Foi neste mesmo solo que floresceu o mais importante de todos, Luiz Inácio Lula da Silva, o agora presidente Lula, o metalúrgico, que, inicialmente, também recusava a política para fazer sindicalismo.
Mas, se a origem dos sindicalistas foi diversa, a Articulação Sindical foi, pouco a pouco, moldando-os. Os que vieram da esquerda foram se esquecendo do passado militante.

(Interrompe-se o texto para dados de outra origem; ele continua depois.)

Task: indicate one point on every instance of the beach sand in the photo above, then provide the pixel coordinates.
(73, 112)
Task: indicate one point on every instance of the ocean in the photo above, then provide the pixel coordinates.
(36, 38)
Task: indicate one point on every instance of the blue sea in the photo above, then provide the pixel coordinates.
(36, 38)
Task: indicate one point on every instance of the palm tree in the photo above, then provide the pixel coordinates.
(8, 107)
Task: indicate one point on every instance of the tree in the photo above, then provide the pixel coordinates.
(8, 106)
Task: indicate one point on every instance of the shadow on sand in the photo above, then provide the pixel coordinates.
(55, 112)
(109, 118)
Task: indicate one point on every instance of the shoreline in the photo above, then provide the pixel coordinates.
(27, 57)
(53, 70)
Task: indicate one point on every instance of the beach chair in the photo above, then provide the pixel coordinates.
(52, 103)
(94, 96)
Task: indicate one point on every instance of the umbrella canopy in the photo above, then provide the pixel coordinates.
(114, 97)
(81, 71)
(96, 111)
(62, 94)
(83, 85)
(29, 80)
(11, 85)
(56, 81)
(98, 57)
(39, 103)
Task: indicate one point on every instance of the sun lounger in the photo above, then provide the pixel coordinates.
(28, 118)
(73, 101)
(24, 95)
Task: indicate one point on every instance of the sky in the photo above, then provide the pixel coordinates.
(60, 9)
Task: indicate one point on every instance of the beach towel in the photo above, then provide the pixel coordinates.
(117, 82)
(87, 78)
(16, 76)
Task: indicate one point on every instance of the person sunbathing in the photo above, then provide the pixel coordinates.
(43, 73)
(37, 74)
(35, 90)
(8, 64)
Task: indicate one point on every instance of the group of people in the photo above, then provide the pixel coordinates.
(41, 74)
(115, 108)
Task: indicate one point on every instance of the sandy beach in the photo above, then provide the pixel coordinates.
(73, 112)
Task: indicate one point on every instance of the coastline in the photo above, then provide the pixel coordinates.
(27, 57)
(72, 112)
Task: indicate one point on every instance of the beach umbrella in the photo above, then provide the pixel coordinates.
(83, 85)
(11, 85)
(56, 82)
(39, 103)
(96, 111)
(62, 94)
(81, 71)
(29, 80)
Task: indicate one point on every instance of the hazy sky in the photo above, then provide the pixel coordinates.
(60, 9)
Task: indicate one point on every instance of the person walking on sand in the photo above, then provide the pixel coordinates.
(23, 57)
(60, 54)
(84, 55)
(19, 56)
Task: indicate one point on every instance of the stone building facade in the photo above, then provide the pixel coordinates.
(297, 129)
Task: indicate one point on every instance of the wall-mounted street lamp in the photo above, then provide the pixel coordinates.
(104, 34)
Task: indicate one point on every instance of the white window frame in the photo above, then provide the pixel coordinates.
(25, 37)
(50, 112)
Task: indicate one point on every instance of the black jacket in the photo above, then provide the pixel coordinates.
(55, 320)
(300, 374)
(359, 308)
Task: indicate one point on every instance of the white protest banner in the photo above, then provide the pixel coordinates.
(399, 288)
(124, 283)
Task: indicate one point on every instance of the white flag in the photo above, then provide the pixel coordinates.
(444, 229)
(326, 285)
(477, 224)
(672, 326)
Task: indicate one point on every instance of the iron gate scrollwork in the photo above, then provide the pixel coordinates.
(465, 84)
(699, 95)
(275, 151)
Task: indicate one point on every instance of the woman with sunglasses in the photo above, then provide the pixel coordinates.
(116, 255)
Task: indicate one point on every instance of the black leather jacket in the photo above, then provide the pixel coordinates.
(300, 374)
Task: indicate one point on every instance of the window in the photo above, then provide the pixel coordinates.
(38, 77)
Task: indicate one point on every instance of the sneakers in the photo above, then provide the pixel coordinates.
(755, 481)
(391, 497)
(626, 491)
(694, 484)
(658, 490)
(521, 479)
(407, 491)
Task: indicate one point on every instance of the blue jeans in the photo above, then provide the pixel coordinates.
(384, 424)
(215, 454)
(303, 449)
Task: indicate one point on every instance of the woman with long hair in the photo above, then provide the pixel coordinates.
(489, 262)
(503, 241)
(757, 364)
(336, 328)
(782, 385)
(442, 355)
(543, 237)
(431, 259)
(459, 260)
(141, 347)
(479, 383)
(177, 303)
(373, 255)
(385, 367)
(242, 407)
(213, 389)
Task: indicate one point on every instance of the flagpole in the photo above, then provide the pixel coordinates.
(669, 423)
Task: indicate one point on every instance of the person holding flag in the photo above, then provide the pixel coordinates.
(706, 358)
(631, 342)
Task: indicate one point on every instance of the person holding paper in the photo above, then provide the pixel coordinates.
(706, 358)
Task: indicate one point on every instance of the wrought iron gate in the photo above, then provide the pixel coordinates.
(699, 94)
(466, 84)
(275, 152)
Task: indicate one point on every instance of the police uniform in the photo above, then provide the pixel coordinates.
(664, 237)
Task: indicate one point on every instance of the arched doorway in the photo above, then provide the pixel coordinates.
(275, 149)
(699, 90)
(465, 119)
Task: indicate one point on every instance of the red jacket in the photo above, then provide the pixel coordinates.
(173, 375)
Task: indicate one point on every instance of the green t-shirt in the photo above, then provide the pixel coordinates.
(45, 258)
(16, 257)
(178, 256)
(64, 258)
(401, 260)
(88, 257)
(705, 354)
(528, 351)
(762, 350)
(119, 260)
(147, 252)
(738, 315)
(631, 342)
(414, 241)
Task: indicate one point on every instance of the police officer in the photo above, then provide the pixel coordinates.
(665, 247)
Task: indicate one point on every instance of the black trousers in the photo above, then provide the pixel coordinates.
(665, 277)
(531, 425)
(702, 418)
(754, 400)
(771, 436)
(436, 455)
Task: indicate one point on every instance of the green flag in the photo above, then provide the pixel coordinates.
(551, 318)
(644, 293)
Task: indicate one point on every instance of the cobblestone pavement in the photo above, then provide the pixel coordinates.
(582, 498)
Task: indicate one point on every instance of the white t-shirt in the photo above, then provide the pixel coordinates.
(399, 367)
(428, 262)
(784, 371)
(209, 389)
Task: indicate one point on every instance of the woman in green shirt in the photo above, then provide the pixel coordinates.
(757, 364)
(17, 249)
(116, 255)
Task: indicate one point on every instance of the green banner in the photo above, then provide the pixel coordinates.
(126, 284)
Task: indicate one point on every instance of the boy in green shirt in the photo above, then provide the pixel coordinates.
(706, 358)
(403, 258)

Quem pode imaginar que Gushiken fazia trepidar os palanques, citando Trótski com um vigor nada zen, atormentando a vida dos banqueiros?
Os chamados "sindicalistas autênticos" foram deixando para trás a espontaneidade de suas lutas, foram se tornando homens da máquina sindical (depois do partido), tão mais pragmáticos quanto mais alçavam vôos na hierarquia, tão mais cordiais quanto maiores eram as vantagens materiais.

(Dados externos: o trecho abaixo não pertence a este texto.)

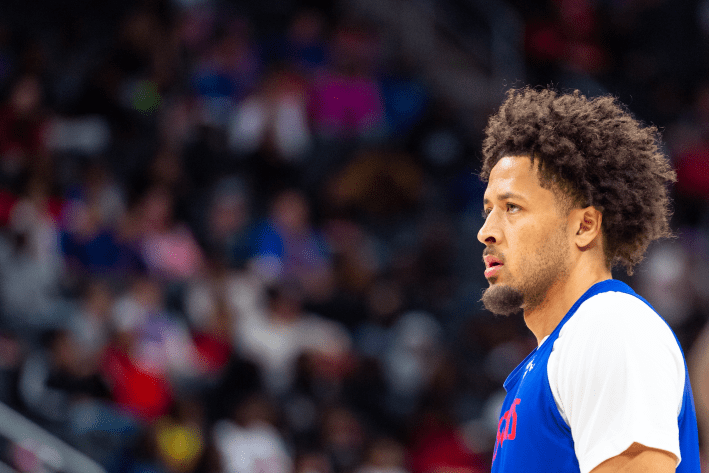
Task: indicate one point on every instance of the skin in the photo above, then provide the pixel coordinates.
(522, 219)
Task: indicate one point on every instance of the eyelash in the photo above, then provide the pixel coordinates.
(510, 206)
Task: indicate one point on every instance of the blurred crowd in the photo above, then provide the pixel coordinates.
(241, 238)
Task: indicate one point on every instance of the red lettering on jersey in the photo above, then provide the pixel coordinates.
(509, 432)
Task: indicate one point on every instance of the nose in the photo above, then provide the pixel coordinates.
(490, 232)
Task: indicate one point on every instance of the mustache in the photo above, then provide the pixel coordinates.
(491, 251)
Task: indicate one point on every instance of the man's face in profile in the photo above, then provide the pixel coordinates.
(526, 237)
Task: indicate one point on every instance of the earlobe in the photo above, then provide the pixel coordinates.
(589, 226)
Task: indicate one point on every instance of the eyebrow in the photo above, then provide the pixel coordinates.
(505, 196)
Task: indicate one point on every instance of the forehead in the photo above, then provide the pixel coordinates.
(516, 175)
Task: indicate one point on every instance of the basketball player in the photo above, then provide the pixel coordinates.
(574, 187)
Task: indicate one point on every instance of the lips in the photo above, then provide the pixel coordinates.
(493, 265)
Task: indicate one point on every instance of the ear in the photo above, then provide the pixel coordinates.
(587, 223)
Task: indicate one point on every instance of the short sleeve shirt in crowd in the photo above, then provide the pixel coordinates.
(611, 373)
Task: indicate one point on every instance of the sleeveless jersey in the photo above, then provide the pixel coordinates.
(533, 437)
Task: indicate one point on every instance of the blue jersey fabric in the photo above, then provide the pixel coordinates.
(533, 437)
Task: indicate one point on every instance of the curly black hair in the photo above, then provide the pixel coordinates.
(596, 154)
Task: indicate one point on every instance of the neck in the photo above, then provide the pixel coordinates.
(561, 296)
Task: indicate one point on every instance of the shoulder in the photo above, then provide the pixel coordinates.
(617, 317)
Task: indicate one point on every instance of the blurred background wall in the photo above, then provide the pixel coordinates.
(240, 237)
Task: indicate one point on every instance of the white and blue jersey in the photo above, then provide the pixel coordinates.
(611, 373)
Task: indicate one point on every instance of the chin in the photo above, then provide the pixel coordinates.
(502, 299)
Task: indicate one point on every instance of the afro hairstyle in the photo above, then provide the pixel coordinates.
(593, 153)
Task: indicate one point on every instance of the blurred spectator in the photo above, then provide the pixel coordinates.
(288, 332)
(274, 118)
(31, 266)
(347, 100)
(169, 248)
(23, 122)
(228, 222)
(249, 442)
(384, 455)
(288, 248)
(343, 438)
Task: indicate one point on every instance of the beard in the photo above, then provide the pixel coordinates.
(542, 269)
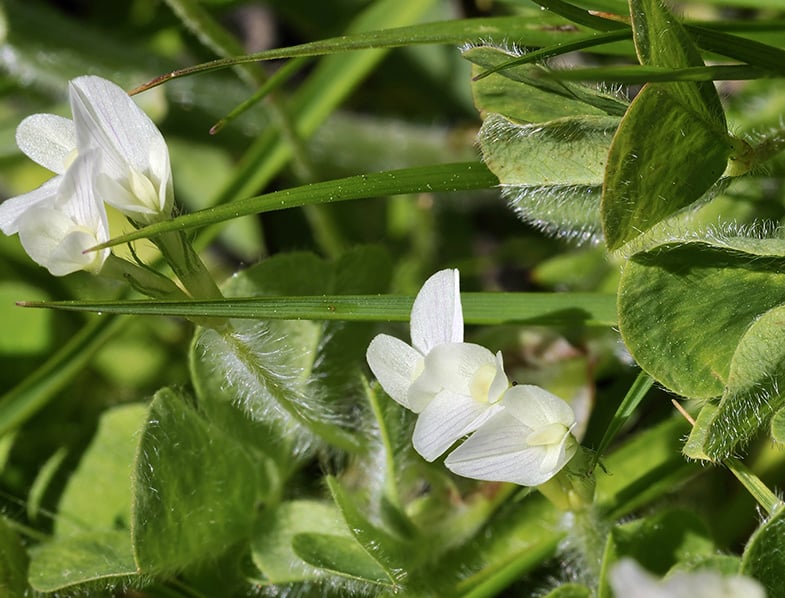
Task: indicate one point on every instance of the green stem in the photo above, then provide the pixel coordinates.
(187, 265)
(759, 491)
(144, 280)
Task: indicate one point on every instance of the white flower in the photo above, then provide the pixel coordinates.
(57, 228)
(527, 442)
(629, 580)
(135, 175)
(131, 168)
(452, 385)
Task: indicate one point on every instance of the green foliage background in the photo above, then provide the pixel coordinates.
(156, 453)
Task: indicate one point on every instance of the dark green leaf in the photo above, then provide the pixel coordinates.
(763, 557)
(98, 559)
(195, 489)
(14, 563)
(680, 312)
(105, 470)
(753, 391)
(672, 145)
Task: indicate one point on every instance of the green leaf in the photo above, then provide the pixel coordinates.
(271, 548)
(295, 372)
(672, 145)
(778, 426)
(195, 488)
(679, 535)
(96, 560)
(663, 158)
(23, 334)
(680, 312)
(752, 394)
(763, 557)
(524, 93)
(626, 408)
(105, 470)
(551, 172)
(14, 563)
(340, 555)
(392, 553)
(30, 396)
(680, 538)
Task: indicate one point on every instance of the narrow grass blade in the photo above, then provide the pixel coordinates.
(587, 309)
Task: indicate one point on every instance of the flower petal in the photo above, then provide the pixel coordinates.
(437, 316)
(47, 139)
(56, 235)
(446, 419)
(497, 452)
(463, 368)
(135, 155)
(627, 578)
(13, 209)
(395, 364)
(536, 407)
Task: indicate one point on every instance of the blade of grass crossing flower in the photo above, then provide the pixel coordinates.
(428, 179)
(565, 309)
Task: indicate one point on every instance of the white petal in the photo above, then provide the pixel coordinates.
(457, 366)
(462, 368)
(395, 365)
(14, 208)
(57, 235)
(497, 452)
(446, 419)
(47, 139)
(628, 579)
(437, 316)
(54, 241)
(500, 382)
(135, 155)
(536, 407)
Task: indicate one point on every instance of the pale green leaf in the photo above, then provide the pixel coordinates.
(525, 93)
(274, 531)
(341, 555)
(105, 470)
(551, 172)
(97, 560)
(752, 394)
(14, 563)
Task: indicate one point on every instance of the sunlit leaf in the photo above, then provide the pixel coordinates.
(195, 488)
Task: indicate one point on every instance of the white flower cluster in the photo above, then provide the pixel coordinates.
(519, 433)
(110, 152)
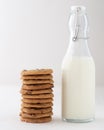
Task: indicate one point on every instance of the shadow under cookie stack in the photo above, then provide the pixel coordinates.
(37, 95)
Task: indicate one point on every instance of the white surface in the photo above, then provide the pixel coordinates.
(10, 107)
(34, 33)
(78, 101)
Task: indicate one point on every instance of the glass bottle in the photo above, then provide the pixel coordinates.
(78, 72)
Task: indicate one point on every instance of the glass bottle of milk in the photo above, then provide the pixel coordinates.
(78, 72)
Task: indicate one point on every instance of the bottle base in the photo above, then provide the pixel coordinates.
(79, 120)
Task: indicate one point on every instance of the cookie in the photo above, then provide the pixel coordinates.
(37, 105)
(35, 116)
(23, 91)
(35, 96)
(37, 86)
(46, 76)
(37, 72)
(39, 120)
(36, 110)
(37, 81)
(47, 100)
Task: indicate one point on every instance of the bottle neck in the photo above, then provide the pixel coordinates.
(78, 47)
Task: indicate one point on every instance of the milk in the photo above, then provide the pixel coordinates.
(78, 88)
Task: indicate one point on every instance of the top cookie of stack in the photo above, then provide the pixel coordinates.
(37, 95)
(38, 76)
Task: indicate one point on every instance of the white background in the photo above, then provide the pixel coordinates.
(34, 34)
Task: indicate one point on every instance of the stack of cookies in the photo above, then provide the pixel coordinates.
(37, 95)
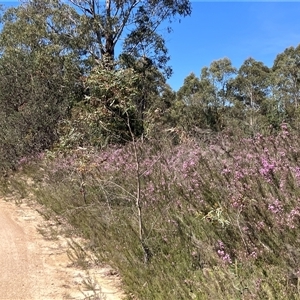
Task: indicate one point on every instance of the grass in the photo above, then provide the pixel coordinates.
(219, 220)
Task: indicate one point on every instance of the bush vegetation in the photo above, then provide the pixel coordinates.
(219, 220)
(188, 195)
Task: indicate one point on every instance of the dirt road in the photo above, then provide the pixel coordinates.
(33, 268)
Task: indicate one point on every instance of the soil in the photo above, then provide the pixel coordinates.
(34, 267)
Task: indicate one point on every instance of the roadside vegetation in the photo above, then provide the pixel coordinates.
(187, 195)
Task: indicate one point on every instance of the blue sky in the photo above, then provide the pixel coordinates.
(234, 29)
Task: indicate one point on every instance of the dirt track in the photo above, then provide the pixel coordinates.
(33, 268)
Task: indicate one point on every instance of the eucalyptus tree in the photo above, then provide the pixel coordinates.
(251, 86)
(104, 25)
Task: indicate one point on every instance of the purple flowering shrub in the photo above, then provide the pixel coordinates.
(220, 220)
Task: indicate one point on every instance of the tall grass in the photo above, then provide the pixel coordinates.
(220, 220)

Abandonaram a política de formação de classe e de base -histórica em todo sindicalismo crítico e de esquerda- pela prática do sindicalismo negocial, maneiroso para fora e mandonista para dentro.

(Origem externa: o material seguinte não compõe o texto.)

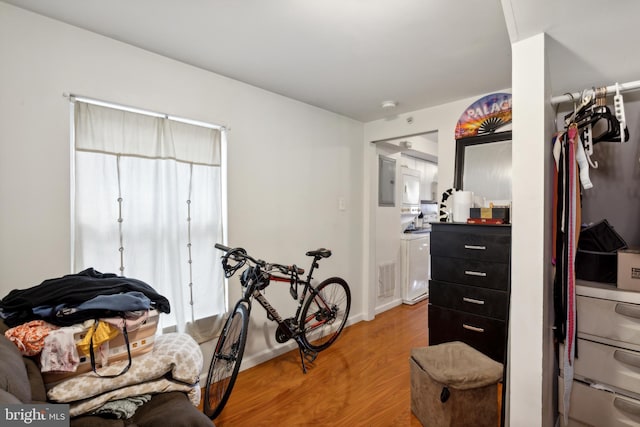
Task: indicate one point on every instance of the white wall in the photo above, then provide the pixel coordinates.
(440, 121)
(289, 163)
(531, 371)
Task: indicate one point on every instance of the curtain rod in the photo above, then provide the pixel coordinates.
(623, 87)
(72, 97)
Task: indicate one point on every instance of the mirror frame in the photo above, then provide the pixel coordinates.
(463, 143)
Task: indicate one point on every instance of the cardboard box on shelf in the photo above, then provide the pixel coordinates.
(629, 269)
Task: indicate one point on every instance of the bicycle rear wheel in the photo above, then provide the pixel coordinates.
(325, 313)
(225, 362)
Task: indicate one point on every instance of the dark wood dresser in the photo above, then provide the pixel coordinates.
(470, 286)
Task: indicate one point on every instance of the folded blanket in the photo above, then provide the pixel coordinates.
(174, 363)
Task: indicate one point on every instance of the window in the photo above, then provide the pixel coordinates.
(148, 204)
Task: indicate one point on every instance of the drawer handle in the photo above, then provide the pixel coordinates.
(628, 310)
(626, 406)
(475, 273)
(472, 328)
(627, 358)
(476, 247)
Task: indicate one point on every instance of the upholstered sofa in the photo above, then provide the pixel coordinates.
(21, 382)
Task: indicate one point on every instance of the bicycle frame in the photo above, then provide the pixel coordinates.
(252, 291)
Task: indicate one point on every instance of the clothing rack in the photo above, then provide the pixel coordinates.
(622, 87)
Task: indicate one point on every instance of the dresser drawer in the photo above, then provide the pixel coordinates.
(606, 364)
(482, 333)
(484, 274)
(472, 242)
(619, 321)
(593, 407)
(470, 299)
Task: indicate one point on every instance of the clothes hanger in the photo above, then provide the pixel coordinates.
(618, 104)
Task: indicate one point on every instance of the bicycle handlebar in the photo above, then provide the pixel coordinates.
(239, 254)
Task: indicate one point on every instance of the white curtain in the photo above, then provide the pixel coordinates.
(148, 205)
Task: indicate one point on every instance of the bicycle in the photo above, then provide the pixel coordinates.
(319, 319)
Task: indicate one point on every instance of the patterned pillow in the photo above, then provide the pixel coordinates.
(175, 354)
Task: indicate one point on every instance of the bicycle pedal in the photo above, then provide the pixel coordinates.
(310, 355)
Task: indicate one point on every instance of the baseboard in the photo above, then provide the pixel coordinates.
(388, 306)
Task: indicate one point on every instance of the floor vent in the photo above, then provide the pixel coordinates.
(386, 279)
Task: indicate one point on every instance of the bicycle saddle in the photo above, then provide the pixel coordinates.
(322, 252)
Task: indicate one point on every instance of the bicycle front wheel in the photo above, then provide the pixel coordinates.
(325, 313)
(225, 362)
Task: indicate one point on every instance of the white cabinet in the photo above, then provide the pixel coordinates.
(606, 387)
(416, 267)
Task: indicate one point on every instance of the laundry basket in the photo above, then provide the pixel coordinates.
(452, 384)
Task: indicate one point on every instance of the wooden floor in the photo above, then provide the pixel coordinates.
(362, 380)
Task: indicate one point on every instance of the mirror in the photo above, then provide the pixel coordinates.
(483, 165)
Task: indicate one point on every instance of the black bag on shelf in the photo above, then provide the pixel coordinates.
(597, 257)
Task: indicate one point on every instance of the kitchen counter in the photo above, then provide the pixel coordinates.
(416, 233)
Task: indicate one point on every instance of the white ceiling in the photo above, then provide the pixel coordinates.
(348, 56)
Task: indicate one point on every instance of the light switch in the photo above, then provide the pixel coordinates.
(342, 204)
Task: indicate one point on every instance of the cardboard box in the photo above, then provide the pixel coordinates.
(629, 269)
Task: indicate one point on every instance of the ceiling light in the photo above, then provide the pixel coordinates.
(389, 104)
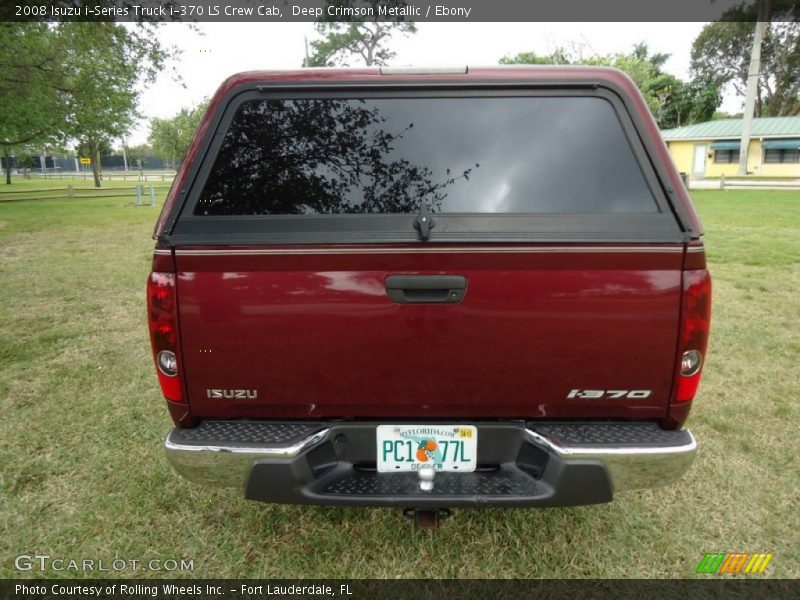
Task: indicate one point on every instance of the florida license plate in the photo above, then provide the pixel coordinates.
(445, 447)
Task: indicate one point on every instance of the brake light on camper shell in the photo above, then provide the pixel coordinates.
(695, 322)
(162, 318)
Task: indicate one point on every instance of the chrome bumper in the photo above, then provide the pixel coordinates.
(229, 466)
(627, 464)
(629, 468)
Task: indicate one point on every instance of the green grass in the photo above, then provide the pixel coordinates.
(83, 475)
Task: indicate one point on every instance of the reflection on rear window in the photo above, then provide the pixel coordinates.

Apreenderam, nos infindáveis convênios, cheios de recursos, com parcelas do sindicalismo internacional, como envelhecer precocemente.
Combinaram, com sapiência, o pragmatismo sindical com a política aparelhista dentro da estrutura.
Tendo sempre como lema a recusa da reflexão -de novo, Lula é a expressão típica-, vivenciaram as múltiplas vantagens da ascensão. Trocaram a riqueza da espontaneidade pela leveza da praticidade. Paralelamente à depressão ideo-política, dava-se a ascensão da "nova corporação".
O velho corporativismo getulista era substituído pelo neocorporativismo da fase lulista. A chamada "república dos sindicalistas" deixava para trás os reais interesses do trabalho, mantendo, no entanto, os pilares herdados do sindicalismo atrelado ao Estado.
Pudemos então presenciar, com a desmontagem da Previdência pública e o fortalecimento dos fundos de pensão, o reencontro simbólico, agora no mesmo palanque, de Gushiken, Berzoini e os banqueiros.
Quem lembra da CUT em sua origem -de base, socialista e pluralista- e vê hoje seu núcleo dirigente atrelado e atolado nos cargos do governo, dependente dos fundos públicos para sobreviver, olhando com volúpia para os fundos de pensão, sabe do que estamos falando.
Esse solo, no qual pragmatismo, ascensão social, vantagens materiais, aparelhos sindicais e partidários, tesourarias, recursos, dólares, mandonismo e burocratismo foram cimentados e incentivados pelo "culto do líder", gerou uma gama de "pequenos chefes", amigos do rei que tudo fazem para agradá-lo e servi-lo de todos os modos e de todas as maneiras. Até quando a atual campanha eleitoral já estava praticamente ganha, foi preciso forjar um dossiê para que a vitória fosse acachapante. Deu no que deu. Curta foi sua trajetória, de sindicalistas a analistas.


RICARDO LUIZ COLTRO ANTUNES, 49, é professor titular de sociologia do trabalho do Instituto de Filosofia e Ciências Humanas da Unicamp (Universidade de Campinas). É autor, entre outras obras, de "Riqueza e Miséria do Trabalho no Brasil" (Boitempo).